I’d like to spend some of my free time contributing to projects that help address the issue of climate change. My background is that I have (basically) no domain knowledge at all, but I have julia and modeling/simulation experience (mostly astrodynamics and estimation).
Allthough not about climate modelling, but climate data analysis, ClimateBase.jl is a repository that is great for newcomer contributions. It recently has been overhauled and there are a bunch of low hanging fruits. The source code is small, self-contained, and (to my judgement) easy to understand.
We at CliMA would certainly welcome contributions, though I do concede that it is probably not that easy to dive right in and start contributing to the main ClimateMachine.jl repository (though if you do have ideas, please let me know).
That said, there are lots of areas where contributions would be very welcome, and could benefit the wider Julia ecosystem:
file readers for common data formats (issue #114). There are a wide variety of file formats used for climate data (e.g. NetCDF, Zarr, HDF5): although most have a Julia package, the quality and maintenance of them varies considerably. Some of these rely on cumbersome third-party binary dependencies, and could benefit from being translated into Julia to benefit from features such as memory mapping, and parallel I/O.
visualization: we heavily use Paraview and VisIt for visualizing the model output. Being able to directly interface Julia with these libraries (e.g. for in situ visualization) would be incredibly cool. Alternatively, building something similar in Makie.jl would be very neat (though perhaps a lot more work).
GPU and distributed memory tooling. We heavily make use of CUDA.jl, KernelAbstractions.jl and MPI.jl, so improvements to those directly help our project. Similarly, we are excited about AMDGPU.jl so that we can run on alternative GPU architectures.
There are many rough edges in running Julia on HPC clusters (deployment, binary dependencies, etc.). If you are interested in this topic, please join our discussion.
I think that there’s a lot of good information here in this thread already.
Overall, I think that the whole climate science domain is a natural candidate for Julia, with respect to two main axes:
Modelling is costly. In that respect, ClimateMachine.jl is an awesome “showcase card” for the language.
Climate analysis deals with Big Data… way before the term was coined.

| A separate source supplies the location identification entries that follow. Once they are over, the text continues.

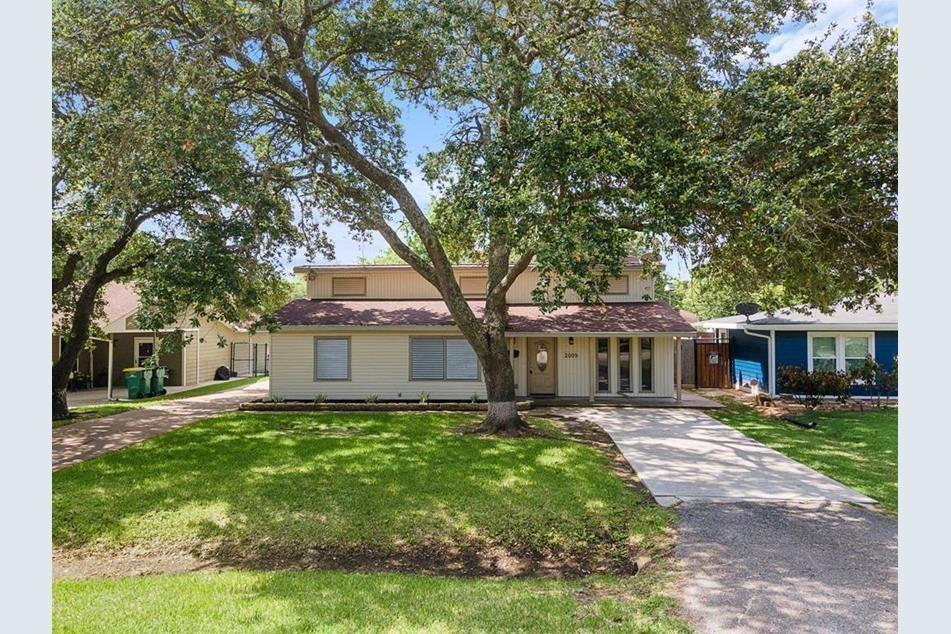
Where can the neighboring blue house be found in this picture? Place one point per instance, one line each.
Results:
(811, 340)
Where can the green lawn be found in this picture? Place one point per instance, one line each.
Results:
(348, 480)
(349, 602)
(355, 482)
(88, 412)
(859, 449)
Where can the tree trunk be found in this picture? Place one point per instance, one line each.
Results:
(78, 335)
(502, 417)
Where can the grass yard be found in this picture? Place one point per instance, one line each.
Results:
(88, 412)
(351, 480)
(859, 449)
(386, 491)
(351, 602)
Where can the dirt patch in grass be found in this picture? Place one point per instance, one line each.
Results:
(484, 562)
(605, 550)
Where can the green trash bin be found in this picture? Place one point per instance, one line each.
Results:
(135, 382)
(147, 374)
(158, 380)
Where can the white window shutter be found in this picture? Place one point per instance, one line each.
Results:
(333, 359)
(427, 358)
(461, 360)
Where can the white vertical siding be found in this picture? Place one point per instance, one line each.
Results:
(574, 366)
(407, 284)
(520, 364)
(380, 365)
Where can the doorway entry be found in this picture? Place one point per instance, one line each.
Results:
(541, 365)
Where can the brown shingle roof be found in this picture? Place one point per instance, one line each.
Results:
(119, 299)
(613, 317)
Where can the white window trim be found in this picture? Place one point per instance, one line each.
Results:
(445, 362)
(349, 376)
(840, 337)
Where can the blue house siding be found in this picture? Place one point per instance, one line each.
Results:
(886, 347)
(750, 358)
(792, 349)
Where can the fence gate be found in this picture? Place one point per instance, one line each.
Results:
(249, 359)
(713, 364)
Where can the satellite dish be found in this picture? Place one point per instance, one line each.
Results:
(747, 308)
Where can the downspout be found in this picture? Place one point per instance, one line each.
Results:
(109, 376)
(770, 356)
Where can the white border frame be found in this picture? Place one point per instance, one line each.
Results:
(839, 345)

The big advantage right now of Python is the easy data access and scalability with xarray and dask. Each time I advocate Julia to my colleagues, they always ask : can I easily process 100 TB of data with a simple script and scale that to my cluster? I’d say that we are close, but not there yet, at least for the persons that are not developer-inclined (e.g. people writing 2000 lines of script code in Matlab/Python for their current paper).
There are solutions though, but the documentation is sparse. For example, for xarray-like approach, I succesfully tested ESDL.jl and YAXArrays.jl (not a big fan of the name though!). I was able, using ESDL.jl, to scale computations on a slurm cluster.